Moonwell users must withdraw Wormhole assets before Moonbeam sunset on July 31, 2026
The Polkadot parachain is shutting down permanently, and any assets left behind will be gone forever
Moonbeam, once the crown jewel of Polkadot’s parachain ecosystem, is pulling the plug. The network will cease operations on July 31, 2026, and every user with funds parked on the chain, whether through Moonwell, Wormhole, or any other protocol, has a hard deadline to get their money out.
What’s happening and why it matters
Wormhole, the cross-chain interoperability protocol that enables token transfers across blockchains, has issued a direct warning to its users. Any assets bridged to Moonbeam via Wormhole must be withdrawn and transferred to other networks before the shutdown date. Once the parachain winds down, Wormhole contributors will not be able to assist with any stuck assets.
Moonwell, the decentralized lending protocol that operates on Moonbeam, is taking the threat seriously. The protocol has introduced governance proposal MIP-M45, which aims to halt all new supply and borrowing activity on Moonbeam ahead of the parachain’s closure. The proposal also calls for withdrawing reserves from various markets on the chain.
The assets affected on Moonwell include GLMR, xcDOT, USDC, FRAX, and ETH. Users with open lending or borrowing positions on the protocol’s Moonbeam deployment need to close them manually. There is no automatic migration, no safety net, no do-over.

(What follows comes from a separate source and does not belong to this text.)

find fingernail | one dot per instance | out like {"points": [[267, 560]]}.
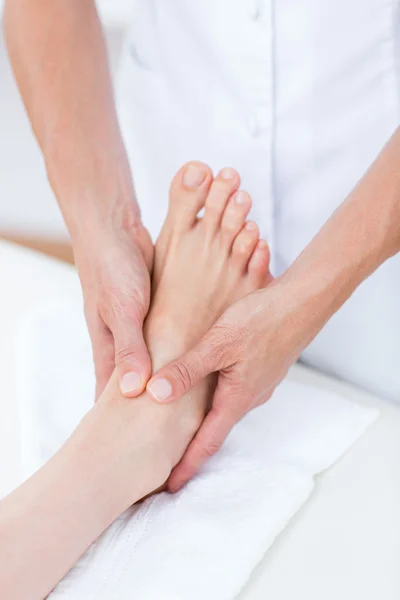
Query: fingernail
{"points": [[131, 382], [227, 173], [193, 176], [161, 389], [240, 197], [250, 226]]}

Moonwell’s strategic retreat from Polkadot
Moonwell deprecated its Moonriver deployment on January 29, 2026. Moonriver is Kusama’s equivalent of what Moonbeam is to Polkadot, essentially a canary network that served as a testing ground.
Then, on May 21, 2026, Moonwell migrated its governance from Moonbeam to the Ethereum mainnet. MIP-M45 is the final chapter of that migration story. By halting all new lending and borrowing on Moonbeam, the protocol is effectively telling its remaining users: we’re leaving, and you should too.
The GLMR token migration to Base
For holders of GLMR, Moonbeam’s native token, there’s a specific path forward. The token is scheduled to migrate on a 1:1 basis to an ERC-20 token on Base, Coinbase’s Layer-2 network built on Ethereum’s OP Stack.
A migration bridge has been set up for this purpose, but it comes with the same hard deadline. The bridge is expected to remain operational only until July 31, 2026. After that, any GLMR still sitting on Moonbeam becomes unrecoverable.
Moonbeam was the first parachain on Polkadot to support full Ethereum-compatible smart contracts, having launched on January 11, 2022.
What investors and users should do now
The immediate priority is straightforward: if you have any assets on Moonbeam, move them. This applies whether you’re using Moonwell, Wormhole, or any other protocol deployed on the chain.
For Moonwell users specifically, the steps involve closing any open lending or borrowing positions on the Moonbeam deployment. For GLMR holders, the 1:1 migration to an ERC-20 token on Base needs to happen before the bridge closes on July 31, 2026.